Maybe it doesn't need upgrading?  There are about 800 packages on here. 

 :Very Happy:   :Very Happy: 

----------

## billydv

I have 2500 packages!!

----------

## dalek

 *billydv wrote:*   

> I have 2500 packages!!

 

 HOLY CRAP !!!   

----------

## billydv

Just wanted to say that I used this script again this week and it still works great!!!!

----------

## Simba7

Holy crap, Batman! Digging up a 4 year old thread?

Not to mention, who the hell uses the old 2006.1 profile anyway? I ditched that 3 1/2 years ago. Is there *ANY* benefit from using it vs. the latest ones? I don't see any on my end (besides willingly giving yourself a massive migraine).

----------

## dalek

 *Simba7 wrote:*   

> Holy crap, Batman! Digging up a 4 year old thread?
> 
> Not to mention, who the hell uses the old 2006.1 profile anyway? I ditched that 3 1/2 years ago. Is there *ANY* benefit from using it vs. the latest ones? I don't see any on my end (besides willingly giving yourself a massive migraine).

 

I'm using the latest profile and the script still works.  It's not about the profile, it's about the script.  The person posted because they used the script and it worked so they posted that it worked. 

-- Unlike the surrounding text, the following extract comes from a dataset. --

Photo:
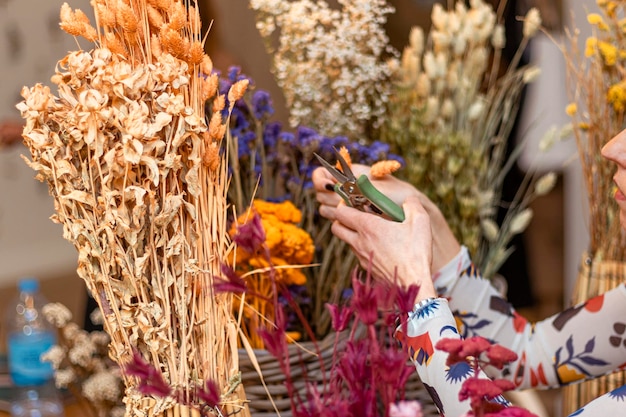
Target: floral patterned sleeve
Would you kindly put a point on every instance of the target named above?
(583, 341)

 :Very Happy:   :Very Happy: 

----------

## billydv

Yes, Indeed the script still works. I just used it last week when I upgraded my box to a quad core amd with new c flags.

----------

## anonybosh

I have used this script quite a few times to date, thanks Guenther!

However, I just noticed a bug:

When using color output (specifically when set globally in the make.conf: EMERGE_DEFAULT_OPTS=" --color y") the recompile-remaining-packages script that is generated includes the color codes around each package name. For some reason, the end of the color tag is interpreted as an 's', and so all package names become invalid when emerge is run.

An easy workaround is of course to just disable color output during the use of the base script.

----------